For memory-constrained settings, use use_sparse=True.
Empirical Coverage¶
Coverage of the interval formed by the outermost quantile predictions (e.g., [0.05, 0.95] for 7 quantiles). Marginal coverage is broadly similar across methods on this synthetic benchmark, though the independent fits can deviate more when crossings are severe.
| n | p | quantiles | Nominal | quantile-guard | sklearn | statsmodels |
|---|---|---|---|---|---|---|
| 500 | 10 | 7 | 90% | 93.0% | 92.0% | 92.0% |
| 500 | 10 | 13 | 98% | 97.0% | 94.0% | 94.0% |
| 1,000 | 10 | 7 | 90% | 89.5% | 89.0% | 88.5% |
| 1,000 | 10 | 13 | 98% | 98.0% | 95.5% | 95.5% |
| 2,000 | 20 | 7 | 90% | 89.0% | 88.2% | 88.2% |
| 2,000 | 20 | 13 | 98% | 95.8% | 93.8% | 93.8% |
| 5,000 | 20 | 7 | 90% | 89.1% | 89.1% | 89.1% |
| 5,000 | 20 | 13 | 98% | 97.6% | 97.7% | 97.7% |
For better-calibrated intervals, use Conformalized Quantile Regression.
Test Data¶
All benchmarks use synthetic data with:
- Heavy-tailed noise: Student-t with 3 degrees of freedom
- Heteroscedasticity: noise scale grows with feature values
- Fixed seed: fully deterministic and reproducible
This is deliberately challenging data.

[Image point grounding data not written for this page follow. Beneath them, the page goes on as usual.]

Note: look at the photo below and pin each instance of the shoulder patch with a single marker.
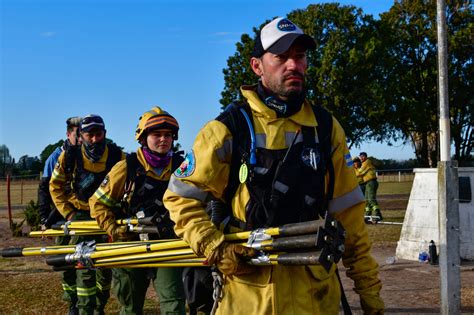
(105, 181)
(187, 166)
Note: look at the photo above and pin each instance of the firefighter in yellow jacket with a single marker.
(366, 173)
(77, 174)
(281, 180)
(135, 187)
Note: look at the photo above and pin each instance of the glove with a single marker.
(372, 305)
(229, 259)
(120, 233)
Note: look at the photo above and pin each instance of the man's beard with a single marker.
(289, 93)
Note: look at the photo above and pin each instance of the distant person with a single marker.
(369, 179)
(76, 176)
(146, 173)
(50, 215)
(357, 163)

On well-behaved Gaussian data, crossing rates would be lower — but the guarantee still matters for production pipelines.
Beyond Accuracy: The Full Toolkit¶
quantile-guard is more than a quantile regressor. The benchmark comparison above covers only the core fitting — the package also provides:
| Capability | What it adds |
|---|---|
| Standard errors | Analytical, kernel, cluster-robust, bootstrap |
| Conformal calibration | Built-in CQR with finite-sample coverage guarantees |
| Calibration diagnostics | Coverage by group, bin, feature; sharpness analysis |
| Evaluation metrics | Pinball loss, coverage, interval score, crossing rate |
| Crossing detection + repair | Diagnose and fix crossings from any model |
| Censored QR | Right- and left-censored survival models |
| Regularization | L1, elastic net, SCAD, MCP |
sklearn's QuantileRegressor does not provide this end-to-end workflow, and statsmodels' QuantReg covers only part of the inference story.
Reproducing These Results¶
Results are deterministic (fixed random seeds). Raw CSV output includes Python version, platform, and package version metadata.
See benchmarks/README.md for details.